Temporal entity extraction from historical texts
Donnerstag, 9. Juni
13:45 bis 14:45 Uhr
Freitag, 10. Juni
13:45 bis 14:45 Uhr
In my thesis project I would like to consider temporal aspects in historical texts, i.e. automated extraction and normalisation of the temporal information. Time is a crucial dimension in humanities, e.g. a description of a person, place or linguistic entity should contain temporal terms. Historical texts may be rich in temporal expressions. Manual extraction of this information is time-‐consuming, and for this reason some facts might still be undiscovered, and thus unknown by the scientists. My research will contribute to the development of an effective tool for temporal entity extraction from historical texts, assisting historical text-‐mining.
This project is funded by the Swiss Law Sources Foundation. As material for my research I will use historical Swiss law texts kindly provided by the Foundation.
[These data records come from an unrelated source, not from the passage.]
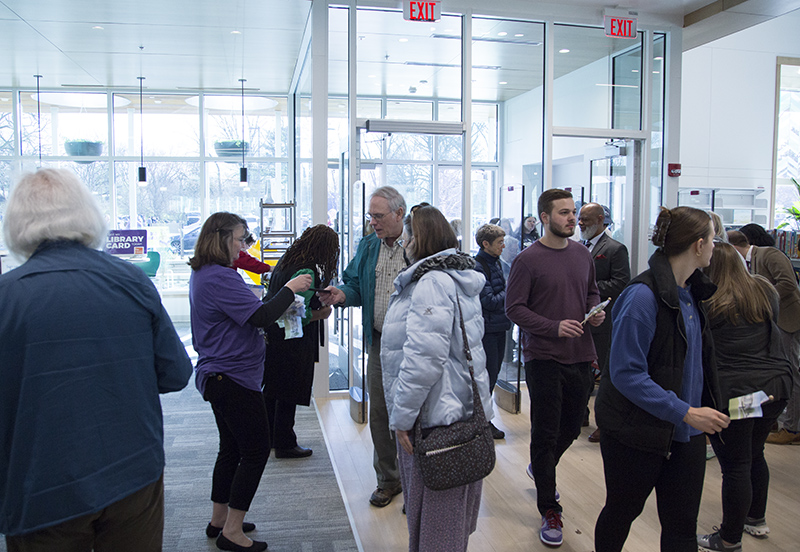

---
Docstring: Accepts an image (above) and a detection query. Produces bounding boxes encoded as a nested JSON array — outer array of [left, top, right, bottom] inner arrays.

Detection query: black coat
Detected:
[[264, 262, 324, 406], [595, 249, 723, 456]]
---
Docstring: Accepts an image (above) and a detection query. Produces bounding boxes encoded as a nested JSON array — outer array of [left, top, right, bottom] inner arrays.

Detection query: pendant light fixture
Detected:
[[136, 77, 147, 187], [239, 79, 247, 188], [34, 75, 42, 168]]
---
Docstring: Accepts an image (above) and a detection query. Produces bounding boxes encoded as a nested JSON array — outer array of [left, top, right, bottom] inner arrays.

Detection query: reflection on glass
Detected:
[[553, 25, 644, 130], [203, 96, 289, 161], [19, 92, 108, 157], [356, 9, 461, 109], [114, 94, 198, 157], [0, 91, 14, 154], [647, 34, 667, 229]]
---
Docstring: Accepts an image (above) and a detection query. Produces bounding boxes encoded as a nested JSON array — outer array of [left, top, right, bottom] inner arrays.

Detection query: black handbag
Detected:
[[414, 294, 495, 491]]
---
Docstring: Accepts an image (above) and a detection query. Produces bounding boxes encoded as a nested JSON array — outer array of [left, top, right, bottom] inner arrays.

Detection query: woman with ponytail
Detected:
[[697, 243, 793, 551], [595, 207, 729, 552]]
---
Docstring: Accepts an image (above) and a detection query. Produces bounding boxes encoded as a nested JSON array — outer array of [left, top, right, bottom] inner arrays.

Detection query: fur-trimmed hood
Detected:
[[394, 248, 486, 296]]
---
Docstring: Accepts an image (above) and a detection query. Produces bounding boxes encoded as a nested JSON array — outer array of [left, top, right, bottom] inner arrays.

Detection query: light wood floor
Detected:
[[316, 389, 800, 552]]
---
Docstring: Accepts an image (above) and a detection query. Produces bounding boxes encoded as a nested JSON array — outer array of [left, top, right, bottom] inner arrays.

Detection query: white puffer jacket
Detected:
[[381, 249, 493, 430]]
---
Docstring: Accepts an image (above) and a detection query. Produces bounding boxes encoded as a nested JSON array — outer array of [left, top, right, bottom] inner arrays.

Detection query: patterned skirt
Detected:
[[397, 434, 483, 552]]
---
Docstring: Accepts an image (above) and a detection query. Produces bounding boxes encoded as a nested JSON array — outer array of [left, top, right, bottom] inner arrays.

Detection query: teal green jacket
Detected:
[[339, 233, 381, 345]]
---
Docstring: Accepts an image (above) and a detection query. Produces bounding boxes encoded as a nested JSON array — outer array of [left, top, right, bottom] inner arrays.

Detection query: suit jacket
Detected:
[[590, 232, 631, 334], [750, 245, 800, 333]]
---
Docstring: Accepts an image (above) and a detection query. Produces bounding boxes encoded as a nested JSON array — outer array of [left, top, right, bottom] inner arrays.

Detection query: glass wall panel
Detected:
[[648, 33, 667, 226], [114, 93, 199, 157], [0, 161, 13, 251], [386, 164, 432, 209], [553, 25, 644, 130], [772, 58, 800, 230], [20, 91, 111, 157], [357, 9, 461, 110], [203, 96, 289, 157], [0, 91, 14, 156], [482, 18, 544, 222]]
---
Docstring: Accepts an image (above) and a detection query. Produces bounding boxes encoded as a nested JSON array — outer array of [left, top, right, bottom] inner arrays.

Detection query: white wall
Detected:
[[680, 12, 800, 196]]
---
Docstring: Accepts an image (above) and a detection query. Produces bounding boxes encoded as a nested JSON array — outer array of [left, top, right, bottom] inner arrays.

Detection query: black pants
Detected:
[[483, 332, 506, 395], [709, 400, 787, 542], [594, 432, 706, 552], [6, 475, 164, 552], [525, 360, 592, 515], [264, 395, 297, 449], [204, 375, 270, 511]]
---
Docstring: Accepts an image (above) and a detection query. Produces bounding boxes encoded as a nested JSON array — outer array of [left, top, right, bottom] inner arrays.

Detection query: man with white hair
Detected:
[[0, 169, 192, 552], [320, 186, 408, 508]]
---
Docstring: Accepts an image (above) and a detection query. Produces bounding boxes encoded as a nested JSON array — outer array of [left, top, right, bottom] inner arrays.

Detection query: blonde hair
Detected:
[[3, 169, 108, 259], [706, 243, 777, 324]]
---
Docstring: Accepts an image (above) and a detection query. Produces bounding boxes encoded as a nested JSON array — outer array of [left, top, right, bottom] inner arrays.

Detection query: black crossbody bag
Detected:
[[414, 294, 495, 491]]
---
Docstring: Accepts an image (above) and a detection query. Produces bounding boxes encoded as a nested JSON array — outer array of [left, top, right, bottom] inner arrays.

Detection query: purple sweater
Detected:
[[506, 240, 600, 364]]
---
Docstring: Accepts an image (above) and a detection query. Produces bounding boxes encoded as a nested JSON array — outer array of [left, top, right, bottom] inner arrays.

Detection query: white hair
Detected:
[[3, 169, 108, 259], [369, 186, 408, 215]]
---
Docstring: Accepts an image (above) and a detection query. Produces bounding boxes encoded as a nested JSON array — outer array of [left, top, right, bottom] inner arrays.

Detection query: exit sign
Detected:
[[403, 0, 442, 21], [603, 9, 638, 38]]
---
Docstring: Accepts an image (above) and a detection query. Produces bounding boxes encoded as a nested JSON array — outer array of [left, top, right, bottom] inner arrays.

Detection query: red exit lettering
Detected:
[[605, 17, 636, 38], [411, 2, 436, 21]]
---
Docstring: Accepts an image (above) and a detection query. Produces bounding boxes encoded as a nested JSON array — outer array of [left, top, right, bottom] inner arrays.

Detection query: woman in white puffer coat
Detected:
[[381, 207, 492, 552]]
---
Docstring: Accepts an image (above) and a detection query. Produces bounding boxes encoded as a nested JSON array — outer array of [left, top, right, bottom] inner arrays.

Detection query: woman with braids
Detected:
[[189, 213, 312, 552], [595, 207, 730, 552], [264, 224, 339, 458], [697, 243, 792, 551]]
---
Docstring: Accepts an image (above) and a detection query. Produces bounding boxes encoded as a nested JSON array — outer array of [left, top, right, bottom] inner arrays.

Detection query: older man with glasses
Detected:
[[320, 186, 408, 508]]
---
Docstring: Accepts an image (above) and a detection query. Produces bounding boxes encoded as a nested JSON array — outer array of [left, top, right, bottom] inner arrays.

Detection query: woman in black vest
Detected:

This organization has been publishing critical editions of Swiss historical legal texts in all languages of Switzerland for over a hundred years, for a total of 118 volumes. The texts' creation time ranges from the 10th to the 18th century, meaning that they vary greatly in the overall state of the written language.
There are no temporal entity extraction systems for historical texts. Existing temporal information extraction systems use either rule-‐based techniques, or a combination of machine learning and rule-‐based methods. Normally, a temporal information extraction system performs the following tasks: detection fo a temporal expression, its classification (whether it refers to a date/time/etc.) and normalisation in an ISO format.
At the first stage of my research, I explored rule-‐based methods. I first conducted experiments with the rule-‐based tagger Heideltime. It was soon revealed that, due to a high data sparsity, rule-‐based methods require a lot of manual work, collecting new expressions and writing new rules. To overcome these problems, at the current stage of my project I am developing a system trained with machine learning techniques, capable to learn annotation patterns from the manually annotated Gold Standard Corpus.
At the end of my project I will assess cross-‐domain interoperability of the system, evaluating the best scoring system on out-‐of-‐domain historical corpora. When the extraction of the temporal expressions is completed, I will conclude my project by mapping this temporal information to the existing entries in the database of historical places and persons of Switzerland which I am developing based on the back-‐of-‐the-‐book indexes of the published volumes of law texts.